Benefits of Writing a Blurb For a Book

Author: Carolyn Parkhurst

When you published your first book, The Dogs of Babel, how did you feel about soliciting blurbs from other writers?  Has that feeling changed over time?

I was new to the business and naively hopeful: “I know all these writers are busy, but–golly!–if they just take a minute to look at my book, I’m sure that they’ll like it!”  It wasn’t until I was on the other side of the equation, getting piles of books in the mail from hopeful authors looking for a blurb, that I understood why it’s such a tricky business to secure a few complimentary quotes for your book jacket.

How would you suggest a writer, who has just finished a manuscript find someone to write a blurb? What types of people should this person ask for a blurb? What is your stance on asking someone you do not know at all?

Look for writers you admire, whose work shares some similarity with your own, and whose stamp of approval you’d love to have.  There’s no harm in asking writers you’ve never met, as long as you send along a nice note, explaining why you’d love to have a blurb from them, in particular.  As with so many aspects of writing and publishing, my main piece of advice is to try not to get discouraged.  Don’t take it personally if a writer decides not to blurb your book; it’s not personal.  A lot of writers get so many requests that they can’t possibly accept them all.  A “no” doesn’t mean they didn’t like your book; most likely, it means that they didn’t have time to look at it at all.

Why is the process of soliciting blurbs important for a writer?  How are writing blurbs an important part of being a writer?

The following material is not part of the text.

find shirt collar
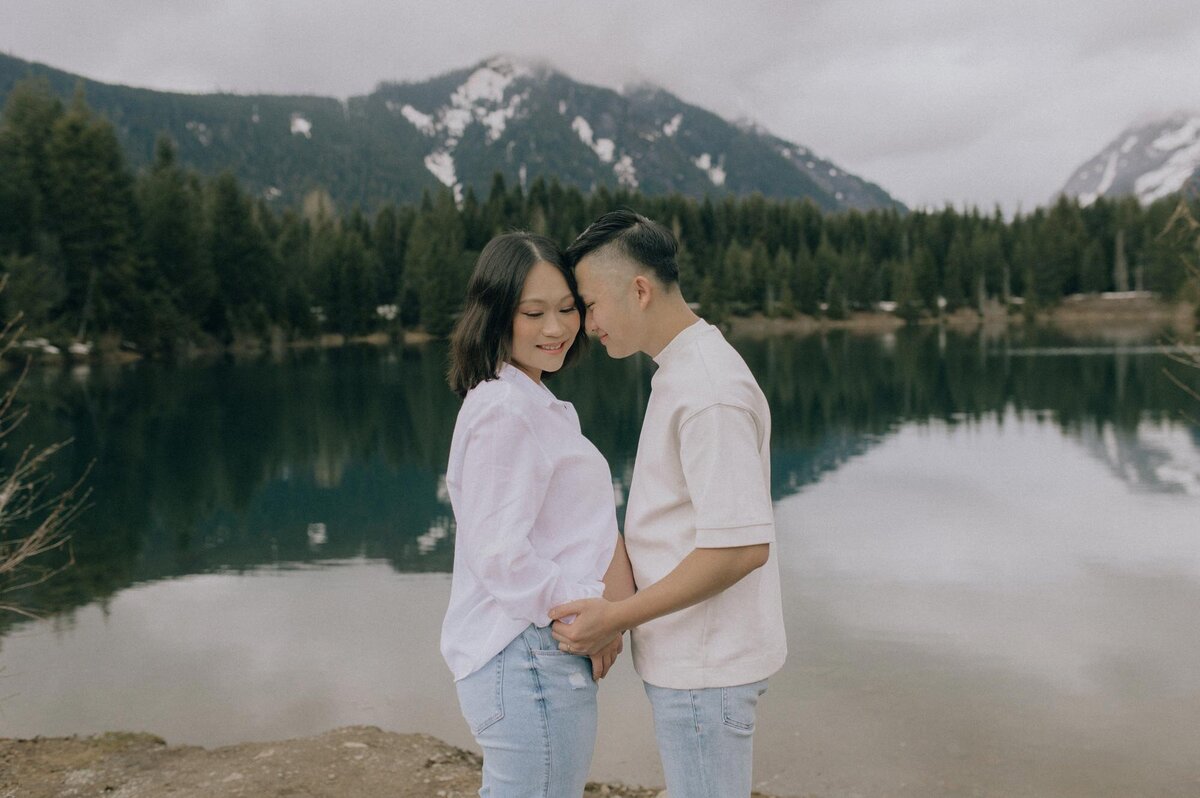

Blurbs are usually only important for an author’s first couple of books; eventually, publishers start using review quotes instead.  But when you’re just starting out, and you don’t have any previous work that’s been reviewed, it can be really helpful to have a couple of blurbs from authors who potential readers might recognize.

From the point-of-view of *writing* blurbs, I tend to see it as a sort of reverse-karma kind of thing: I remember how grateful I was to receive my first blurbs for The Dogs of Babel, and I like to help out new writers in the same way, when I can.  It’s similar to the way that if you’ve ever worked as a waiter or a waitress, you remain a good tipper for life.

What are the characteristics of a book that you would have a hard time writing a blurb for?

I suppose that the only kind of book I’d really have a hard time writing a blurb for would be a book that I didn’t like (in which case I’d just politely decline).  But even with a book that I’ve loved, it’s a challenge to figure out what to say: how many different ways can you say, “This is good.  You should read it”?

What is the next project on your horizon?

I’m at work on my fourth novel.  I’m in the middle part of the process, which always seems endless.    Honestly, I imagined that by the time I’d reached this point in my career, writing a book would be easier, somehow.  But it always involves starting from scratch, all over again.  It always requires a huge leap of faith.